José Manuel Cuenca Toribio
lunes 20 de junio de 2011, 16:36h
Al hilo del aplastante triunfo balompédico de un club futbolístico catalán “que es mucho más que un club” - ¿hay que nombrarlo?-, éxito alborozadamente compartido por la inmensa mayoría de la opinión pública nacional –lo testan cámaras y crónicas innumerables-, releía el cronista las memorias de un leonés enraizado en dicha tierra, a cuyo esplendoroso presente de la segunda mitad de la centuria precedente contribuyó con la mejor voluntad y el esfuerzo más ahincado.

Escritor y periodista de muy ancha sensibilidad y registro, fue Ramón Carnicer pieza clave en la modernización de la vieja Universidad barcelonesa a través del espectacular desarrollo que su inteligencia y trabajo imprimieran a su Escuela de Idiomas. Casado con Doireann MacDermott, catedrática de lengua y literatura inglesas de la misma Alma Mater, se asentó en la Ciudad Condal apenas pasada la posguerra más dura, siendo, con el transcurrir del tiempo, elemento de referencia de su siempre pujante vida cultural. De espíritu independiente y observador invariablemente crítico de la realidad –no en vano oficiaba gustoso en la religión barojiana-, sus muy olvidados recuerdos atesoran retratos y semblanzas de la mayor enjundia y originalidad de personajes como, ad exemplum, Vicens Vives, Ridruejo o García Valdeavellano pintados y descritos en la rica literatura memorialística existente sobre ellos de modo indeficiente y absolutamente apologético. Lejos, por supuesto, de ser un aristarco o un enfant terrible, no adscribió su mirada y su pluma a ninguna militancia más que a la de su comprensión del a la vez placentero y angustioso oficio de escritor.

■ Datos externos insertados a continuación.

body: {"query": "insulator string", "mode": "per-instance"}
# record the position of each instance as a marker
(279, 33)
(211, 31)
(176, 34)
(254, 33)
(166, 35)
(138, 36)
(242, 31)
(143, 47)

Desde igual óptica, claro, analizó el papel representado por los “charnegos” en la construcción de la Cataluña contemporánea y la misma naturaleza de su anatomía social y política. Tras abandonar en 1980 la presidencia de la Generalitat J. Tarradellas, quizás el único gran gobernante español de los últimos siglos que aprendió las lecciones de la historia para su actividad pública, y comenzar a enrarecerse la ilusionante esperanza con la que fuera recibido el Estatuto, Carnicer, auscultador buido del pulso del Principado, daría rienda suelta a sus aprehensiones: “Las cosas de Cataluña en torno a su estatuto, aprobado con un 39,5% de abstenciones y con un 7,8% de votos contrarios en el conjunto de los votos emitidos, no van como debiera ir. Y ello acontece en un clima político muy diferente del de 1931. En 1931, la hostilidad hacia los proyectos autonómicos de Cataluña era general en el resto de España. En el planteamiento de la misma cuestión a partir de 1975, aquella hostilidad no se dio. Había ciertas reservas y temores, pero frente a la antigua hostilidad, se abría una sosegada expectativa. Con todo, los sectarios y los opacos no tardarían en manifestarse tratando de ignorar un hecho que no se daba en 1931 y que requería prudencia y realismo: la mitad de la población de Cataluña es de lengua castellana, la mayoría de sus hablantes actúa con moderación y ha participado con eficacia en el quehacer colectivo”. (Friso menor. Memorias, Barcelona, 1983, p. 306).
¿Cuál sería su diagnóstico treinta años después? En homenaje a él y a tantos que como el autor del descollante libro Vida y obra de Pablo Piferrer se afanaron ayer y se afanan hoy por el enaltecimiento de una Cataluña fiel a sus admirables tradiciones y tajamar de futuros insospechados, sería alentador imaginar un porvenir de positiva convergencia de ideales diversos y unión de enriquecedores pluralismos.